Indiana Dunes
"A great lake pretending to be a sea, and dunes pretending to be a coast."
Lia laughed at me for packing swim shorts. “It’s a lake,” she said, in the flat voice she uses when she thinks I’ve misread a map. Then we crested the top of Mount Baldy and there was no far shore, just water going blue-grey to the horizon with a freighter dissolving into the haze, and she stopped talking. We had come to Indiana expecting an afterthought squeezed between Chicago and the steel mills, and instead we spent three days barefoot, sand in everything we owned, arguing pleasantly about which beach was best. I still don’t have an answer.
The living dunes
The dunes here move. Mount Baldy, the tallest, walks itself inland a few feet every year, swallowing the oak forest at its back so that dead grey trunks poke out of the sand like the masts of buried ships. We walked up it in the early morning while the surface was still cool, and I understood why they call this sand “singing” — under a certain step it squeaks, a thin dry note that Lia insisted was me and my shoes until she heard it under her own bare feet.

Between the mills and the marsh
What I love about this place is that it refuses to be pretty in a simple way.

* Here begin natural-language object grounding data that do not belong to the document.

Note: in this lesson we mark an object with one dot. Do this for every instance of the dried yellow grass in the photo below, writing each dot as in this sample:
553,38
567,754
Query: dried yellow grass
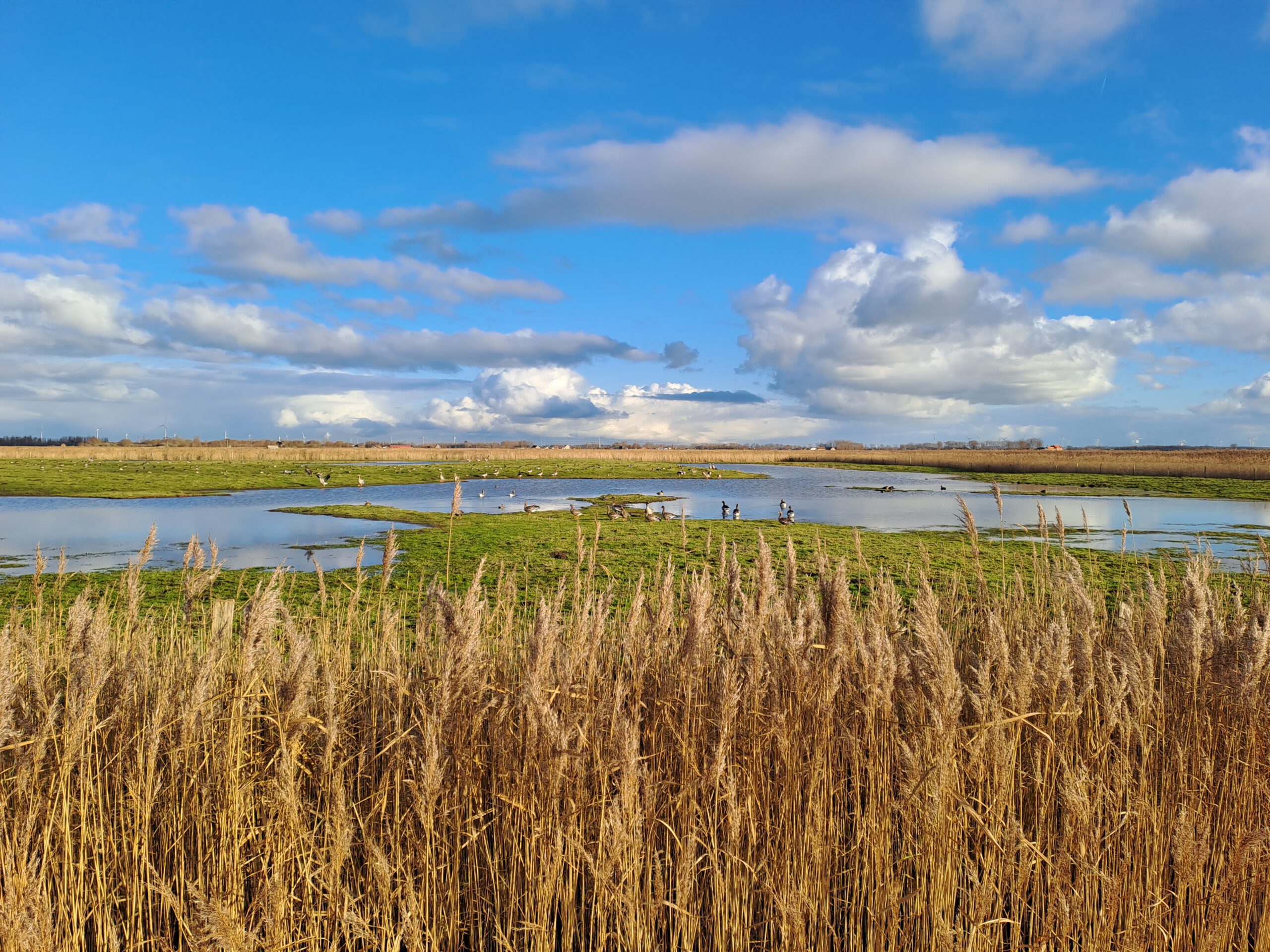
1210,464
726,760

Stand on Portage Beach and you can turn your head from clean lake water to the tangled silver geometry of a working steel mill, smoke and all. It should be ugly. It isn’t. Behind the dunes, the Great Marsh runs cool and green, and we spent an afternoon on the Cowles Bog trail moving from open dune to black-water bog to sudden beach, more ecosystems in three miles than I’d seen in whole countries. A birder lent Lia his binoculars to find a scarlet tanager. She still talks about it.

Slow afternoons on the water
By the third day we had given up on ambition. We bought sandwiches in Chesterton, drove to Kemil Beach where the crowd thins, and did nothing. Lia read; I waded in to my knees in water that was, she was right, a lake — freshwater cold, no salt sting, gulls instead of terns. But there were waves, real ones, rolling in with a proper hush and drag, and when the sun went low the whole beach turned the color of a peach. We watched the lights of Chicago prick up far across the water like a second, distant shore.

Getting There
Indiana Dunes sits about an hour east of Chicago along Lake Michigan’s southern rim, easily reached by car via I-94 or the Indiana Toll Road. The South Shore Line commuter train runs from downtown Chicago to stations at Dune Park and Beverly Shores, so you can arrive without a car and walk to the sand. The national park and the state park sit side by side; a state-park vehicle fee applies to the latter. Come on a weekday if you can — summer weekends fill the beach lots by mid-morning — and bring layers, because the lake makes its own weather.